Asked about why Canavero and Ren are keeping their research such a closely guarded secret—something they have been criticized for in the past—Kindel said it is to do with the technologies they are developing: “Are these procedures that can be patented? If this is the case then it will be done,” he says. “It’s the same as with pharmaceutical companies. They conduct research for years and don’t publish anything, then at a certain stage they go out and inform the media and public.”

Responding to criticism from other scientists, he added: “Michael Sarr, editor of [the journal] Surgery, says there is a 98 percent probability it will work and he’s renowned neurosurgeon. On the other hand, there are so-called experts who have no experience because they have never done this before. They say ‘no this will never happen.’ Canavero has just one goal—he says ‘I work on it.
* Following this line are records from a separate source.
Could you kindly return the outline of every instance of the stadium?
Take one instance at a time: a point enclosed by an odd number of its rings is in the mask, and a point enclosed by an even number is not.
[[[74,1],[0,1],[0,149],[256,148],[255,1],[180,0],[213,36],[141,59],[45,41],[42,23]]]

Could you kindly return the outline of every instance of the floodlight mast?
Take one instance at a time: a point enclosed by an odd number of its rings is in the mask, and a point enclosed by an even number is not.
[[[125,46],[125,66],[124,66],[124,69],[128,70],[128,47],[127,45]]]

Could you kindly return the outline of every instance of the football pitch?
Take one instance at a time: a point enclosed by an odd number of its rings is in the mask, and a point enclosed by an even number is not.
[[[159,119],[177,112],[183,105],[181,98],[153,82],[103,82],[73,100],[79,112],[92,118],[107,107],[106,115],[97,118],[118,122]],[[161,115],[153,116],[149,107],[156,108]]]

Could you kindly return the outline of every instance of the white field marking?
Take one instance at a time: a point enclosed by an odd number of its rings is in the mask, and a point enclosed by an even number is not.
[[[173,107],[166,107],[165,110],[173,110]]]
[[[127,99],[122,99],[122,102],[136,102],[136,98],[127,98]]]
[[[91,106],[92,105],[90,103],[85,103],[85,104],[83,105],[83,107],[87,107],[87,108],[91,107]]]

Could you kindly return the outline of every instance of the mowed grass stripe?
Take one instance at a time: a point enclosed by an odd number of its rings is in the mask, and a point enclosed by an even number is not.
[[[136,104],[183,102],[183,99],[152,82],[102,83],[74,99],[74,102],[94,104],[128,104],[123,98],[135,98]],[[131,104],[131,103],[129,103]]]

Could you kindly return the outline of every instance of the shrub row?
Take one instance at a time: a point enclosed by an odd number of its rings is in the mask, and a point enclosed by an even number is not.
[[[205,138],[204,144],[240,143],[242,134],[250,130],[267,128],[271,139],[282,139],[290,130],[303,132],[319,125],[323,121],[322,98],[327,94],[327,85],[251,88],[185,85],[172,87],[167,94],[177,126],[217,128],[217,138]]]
We have the scientists, the experts, the teams in the U.S., South Korea and China working it and when we are ready to inform the public, we will do it.’”

Several people working in the field have also criticized the scientists on the basis that if they have the technology to repair spinal cords—one of the key parts of the surgery—then they should be developing this to treat people who are paralyzed, instead of holding it back for a surgery many believe will not work.

“[Repairing the spinal cord] was part of the entire research for the head transplantation,” Kindel says. “At the beginning, they were just trying their technique and thought, well maybe it works—but it does work. It was astonishing for the entire team. It’s just part of the entire process. And if it is the case they can help tetraplegics and paraplegics, then this is really a huge step forward in medicine.”

Kindel said he and the team know of no legal restrictions or regulations that would prevent them from carrying out the surgery. In China, surgeons are now waiting for journals to approve the studies they have submitted—after which point the findings will become public.“This is something that is completely new and could change medicine,” he says. “If this works—and all the studies seem to show it will work—then this is really a major step forward for medicine in general.”